26 February 2013

By His Majesty's Grace (The Three Graces of Graydon, Book 1)

Synopsis: Much to her chagrin, Lady Isabel Milton has been given to Earl Rand Braesford – a reward from the Tudor king for his loyalty to the throne. The lusty nobleman quickly claims his husbandly rights, an experience Isabel scarcely hoped to enjoy so much. But youth and strength may not save Braesford from his bride's infamous curse...

Accused of a heinous crime with implications that reach all the way to King Henry himself, Braesford is imprisoned in the Tower, and Isabel is offered her salvation – but for a price. She has the power to seal his fate, have him sent to the executioner and be freed from her marriage bonds. Yet the more Isabel learns of Rand, the less convinced she is of his guilt, and she commits to discover the truth about the enigmatic husband she never expected to love.

First line: Braesford was finally sighted in late afternoon.

Stats for my copy: Mass market paperback, published by MIRA Books, 2011; 373 pages; purchased at a library sale.

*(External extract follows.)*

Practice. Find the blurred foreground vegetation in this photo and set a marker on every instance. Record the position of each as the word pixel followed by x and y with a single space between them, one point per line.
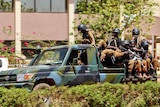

My thoughts: While Isabel is a plucky heroine and Rand is a decent hero, I struggled a little to enjoy the book. Rand, despite being baseborn, has developed a close friendship with Henry VII, having been in exile with the king. When he sees Isabel and decides he wants her, Henry makes it happen. Isabel and her two younger sisters have been overseen by their step-brother since their father's death, and of course being women of their time they have no say in their own futures. I can deal with that, I've ready plenty of books with heroines in the same situation. But the king is a step up from the male head of the family, capriciously arranging the lives of not just young unmarried women, but of anyone around him as he sees fit. One minute he could be a great friend to Rand, and the next he's accused Rand of a murder and had him imprisoned. He just left a sour taste in my mouth that impeded my enjoyment of the story.

And then Isabel summed it up:
She hated it, hated that anyone, even a king, could so discompose her. It was the power he held, she knew, the power to decide the life or death of others in an instant, to extend pain or joy, to shut someone away from the light forever or to set them free. No one should have such arbitrary control over another soul. (pp 330-331)
I read that paragraph twice, and suddenly I looked at the whole story in a different light. Like, before that paragraph, Henry's whims and decrees were just matter of fact and accepted. That's life. That's just the way it is. But after reading that paragraph, I saw Henry as just another obstacle for the hero and heroine to overcome.

Okay, I realize that I'm not really making sense here. I've been thinking about this all day, and I'm just not sure how to express my thoughts any better. But putting the whole Henry issue aside...the book was okay. I didn't love it, I didn't hate it.